菅原文太風の先生が、他の生徒を怒鳴りつけていた。
船舶関係の人は、なんと厳つい人の多いことかと思った。
ふと横を見ると、ネズミ男風の男が缶ビールを飲んでいた。
どうもこの人も先生らしい。
菅原文太に怒鳴られるのなら、酔っ払いで頼りないが
ネズミ男の方がましと思い、祈った。
祈りが通じたのか、ネズミ男の船に乗り込んだ。
「船は飲酒運転して、大丈夫なのか?」と質問すると、
「少しなら良い」と教えられた。
海に落ちた人を救助する練習で、W君は後進で溺れる人に、
近づき、スクリューに巻き込みかけ、さすがのネズミ男も、
少し怒っていた。
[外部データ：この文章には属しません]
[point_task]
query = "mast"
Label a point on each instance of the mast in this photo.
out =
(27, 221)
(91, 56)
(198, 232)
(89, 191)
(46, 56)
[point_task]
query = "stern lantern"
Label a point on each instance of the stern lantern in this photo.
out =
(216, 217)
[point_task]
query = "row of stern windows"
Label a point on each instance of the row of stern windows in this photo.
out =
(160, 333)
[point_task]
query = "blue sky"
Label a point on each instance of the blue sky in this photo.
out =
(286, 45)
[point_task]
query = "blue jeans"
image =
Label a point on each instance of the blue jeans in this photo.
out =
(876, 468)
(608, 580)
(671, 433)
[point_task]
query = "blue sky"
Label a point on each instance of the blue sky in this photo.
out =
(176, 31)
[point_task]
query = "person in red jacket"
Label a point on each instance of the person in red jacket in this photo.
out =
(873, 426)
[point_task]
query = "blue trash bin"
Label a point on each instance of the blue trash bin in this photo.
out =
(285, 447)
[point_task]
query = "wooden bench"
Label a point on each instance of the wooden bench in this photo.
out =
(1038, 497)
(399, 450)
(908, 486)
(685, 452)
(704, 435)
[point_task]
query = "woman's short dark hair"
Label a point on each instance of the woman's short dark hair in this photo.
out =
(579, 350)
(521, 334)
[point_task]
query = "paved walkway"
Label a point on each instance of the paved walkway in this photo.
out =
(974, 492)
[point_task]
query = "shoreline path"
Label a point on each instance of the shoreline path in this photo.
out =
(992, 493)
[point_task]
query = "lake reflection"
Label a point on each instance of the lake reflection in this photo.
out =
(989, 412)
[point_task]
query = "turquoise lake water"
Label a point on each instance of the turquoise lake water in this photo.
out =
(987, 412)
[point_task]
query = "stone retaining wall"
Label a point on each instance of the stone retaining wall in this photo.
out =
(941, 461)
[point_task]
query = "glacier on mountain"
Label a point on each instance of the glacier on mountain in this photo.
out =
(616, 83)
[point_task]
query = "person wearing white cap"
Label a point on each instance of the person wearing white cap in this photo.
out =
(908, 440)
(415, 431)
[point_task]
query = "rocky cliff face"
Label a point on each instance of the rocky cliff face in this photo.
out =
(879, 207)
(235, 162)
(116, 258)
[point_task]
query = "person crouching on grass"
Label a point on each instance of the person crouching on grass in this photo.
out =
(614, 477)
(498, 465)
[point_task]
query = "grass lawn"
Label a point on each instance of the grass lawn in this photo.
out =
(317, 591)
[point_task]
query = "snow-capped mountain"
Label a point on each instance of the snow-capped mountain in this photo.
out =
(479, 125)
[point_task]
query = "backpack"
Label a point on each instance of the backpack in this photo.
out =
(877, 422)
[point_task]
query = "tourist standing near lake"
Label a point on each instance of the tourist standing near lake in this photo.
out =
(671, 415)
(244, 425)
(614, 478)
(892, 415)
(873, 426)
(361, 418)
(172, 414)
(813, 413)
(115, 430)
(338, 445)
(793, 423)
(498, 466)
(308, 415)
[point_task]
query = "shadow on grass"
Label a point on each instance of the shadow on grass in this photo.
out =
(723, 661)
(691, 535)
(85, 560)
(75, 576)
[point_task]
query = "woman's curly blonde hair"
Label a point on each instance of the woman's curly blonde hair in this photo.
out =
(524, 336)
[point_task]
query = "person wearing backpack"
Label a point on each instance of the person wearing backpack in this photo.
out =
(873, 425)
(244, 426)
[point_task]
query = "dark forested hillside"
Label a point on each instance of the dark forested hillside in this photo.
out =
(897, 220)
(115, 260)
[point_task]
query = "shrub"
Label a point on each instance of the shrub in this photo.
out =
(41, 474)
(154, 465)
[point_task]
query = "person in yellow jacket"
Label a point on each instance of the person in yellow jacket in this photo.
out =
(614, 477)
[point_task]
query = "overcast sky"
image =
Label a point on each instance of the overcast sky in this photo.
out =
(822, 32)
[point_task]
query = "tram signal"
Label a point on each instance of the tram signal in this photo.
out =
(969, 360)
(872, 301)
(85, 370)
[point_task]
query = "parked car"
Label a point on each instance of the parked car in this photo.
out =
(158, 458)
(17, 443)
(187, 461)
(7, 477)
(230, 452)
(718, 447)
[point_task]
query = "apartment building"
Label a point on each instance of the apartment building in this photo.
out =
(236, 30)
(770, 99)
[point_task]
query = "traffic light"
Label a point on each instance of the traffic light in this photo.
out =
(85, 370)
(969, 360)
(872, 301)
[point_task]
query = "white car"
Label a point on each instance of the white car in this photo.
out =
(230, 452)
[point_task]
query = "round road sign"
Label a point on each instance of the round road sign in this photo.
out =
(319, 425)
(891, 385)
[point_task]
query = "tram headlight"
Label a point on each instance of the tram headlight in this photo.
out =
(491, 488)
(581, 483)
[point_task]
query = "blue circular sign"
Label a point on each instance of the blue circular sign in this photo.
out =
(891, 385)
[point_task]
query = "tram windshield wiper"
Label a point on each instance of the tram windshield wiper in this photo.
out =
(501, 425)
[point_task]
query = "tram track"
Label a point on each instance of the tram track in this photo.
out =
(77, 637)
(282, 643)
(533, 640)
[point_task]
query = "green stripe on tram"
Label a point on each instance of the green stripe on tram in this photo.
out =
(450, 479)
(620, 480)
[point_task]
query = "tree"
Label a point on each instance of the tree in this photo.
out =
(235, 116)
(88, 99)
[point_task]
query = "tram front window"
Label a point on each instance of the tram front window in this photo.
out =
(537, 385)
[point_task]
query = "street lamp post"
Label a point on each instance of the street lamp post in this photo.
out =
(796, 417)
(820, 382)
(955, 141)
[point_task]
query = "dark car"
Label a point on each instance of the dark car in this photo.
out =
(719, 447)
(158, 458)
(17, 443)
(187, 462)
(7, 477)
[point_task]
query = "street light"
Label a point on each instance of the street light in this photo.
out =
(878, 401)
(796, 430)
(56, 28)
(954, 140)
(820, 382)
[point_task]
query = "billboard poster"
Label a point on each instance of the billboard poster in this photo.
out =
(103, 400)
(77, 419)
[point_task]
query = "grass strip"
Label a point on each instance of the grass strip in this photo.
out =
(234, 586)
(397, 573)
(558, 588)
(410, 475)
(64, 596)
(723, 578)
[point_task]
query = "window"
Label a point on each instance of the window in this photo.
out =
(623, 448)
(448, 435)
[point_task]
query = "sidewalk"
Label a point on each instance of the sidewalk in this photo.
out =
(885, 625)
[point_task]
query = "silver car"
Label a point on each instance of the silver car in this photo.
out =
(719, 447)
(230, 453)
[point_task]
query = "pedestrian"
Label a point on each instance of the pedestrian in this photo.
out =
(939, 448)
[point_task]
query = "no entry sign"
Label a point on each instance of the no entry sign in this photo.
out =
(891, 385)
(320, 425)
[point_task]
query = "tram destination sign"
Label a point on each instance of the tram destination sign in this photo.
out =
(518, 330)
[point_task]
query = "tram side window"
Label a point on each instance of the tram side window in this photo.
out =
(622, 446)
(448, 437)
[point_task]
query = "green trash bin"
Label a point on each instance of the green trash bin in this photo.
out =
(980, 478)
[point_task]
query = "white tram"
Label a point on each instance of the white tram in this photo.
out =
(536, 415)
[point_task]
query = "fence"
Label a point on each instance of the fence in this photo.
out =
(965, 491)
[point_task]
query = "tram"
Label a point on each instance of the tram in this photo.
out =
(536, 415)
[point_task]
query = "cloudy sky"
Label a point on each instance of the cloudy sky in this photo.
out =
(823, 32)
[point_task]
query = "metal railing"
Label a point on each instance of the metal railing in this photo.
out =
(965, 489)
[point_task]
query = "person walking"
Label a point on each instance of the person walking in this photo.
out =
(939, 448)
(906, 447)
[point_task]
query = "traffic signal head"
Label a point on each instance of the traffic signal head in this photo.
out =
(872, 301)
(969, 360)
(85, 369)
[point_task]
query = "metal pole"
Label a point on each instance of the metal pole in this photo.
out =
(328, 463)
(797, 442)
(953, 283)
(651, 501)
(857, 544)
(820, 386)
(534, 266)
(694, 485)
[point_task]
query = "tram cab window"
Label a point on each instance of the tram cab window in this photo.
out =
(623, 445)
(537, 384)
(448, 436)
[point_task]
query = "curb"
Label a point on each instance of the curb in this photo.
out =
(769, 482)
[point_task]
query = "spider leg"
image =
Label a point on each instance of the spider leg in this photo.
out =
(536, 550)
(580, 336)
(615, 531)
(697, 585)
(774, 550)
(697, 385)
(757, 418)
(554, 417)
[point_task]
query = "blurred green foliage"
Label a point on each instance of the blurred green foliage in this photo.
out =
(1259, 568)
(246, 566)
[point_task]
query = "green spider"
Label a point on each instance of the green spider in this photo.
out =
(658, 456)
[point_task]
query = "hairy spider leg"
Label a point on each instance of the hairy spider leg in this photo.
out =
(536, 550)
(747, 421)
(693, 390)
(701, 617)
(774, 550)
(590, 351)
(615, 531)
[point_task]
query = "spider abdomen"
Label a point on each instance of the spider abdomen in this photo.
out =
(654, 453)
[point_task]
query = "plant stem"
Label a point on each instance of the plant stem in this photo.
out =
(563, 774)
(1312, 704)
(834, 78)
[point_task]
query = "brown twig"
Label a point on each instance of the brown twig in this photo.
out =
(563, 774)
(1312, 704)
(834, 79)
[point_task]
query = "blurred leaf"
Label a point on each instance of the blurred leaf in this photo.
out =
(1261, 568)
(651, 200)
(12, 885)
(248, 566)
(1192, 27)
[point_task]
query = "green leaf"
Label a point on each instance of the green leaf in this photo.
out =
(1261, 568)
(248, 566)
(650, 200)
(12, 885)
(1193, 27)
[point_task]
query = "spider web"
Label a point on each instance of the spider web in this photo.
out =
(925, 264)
(ちなみに僕は完璧な救助を行った。)
この時点で、腐ったミカンはW君の代名詞に変わっていた。
講習終了後、ネズミ男は彼しか知らない、日本近海の秘密の海図を、
絶対に人に見せてはいけないと言って、僕だけにコピーしてくれた。
(僕が優秀だったからだと思う)
翌日、実技試験で、またもやW君は後進で溺れる人に近づき、
試験官の菅原文太に、おもいっきり怒鳴られ、
落第確実と落ち込んでいた。
結果は、僕が首席で合格。W君もギリギリ合格だった。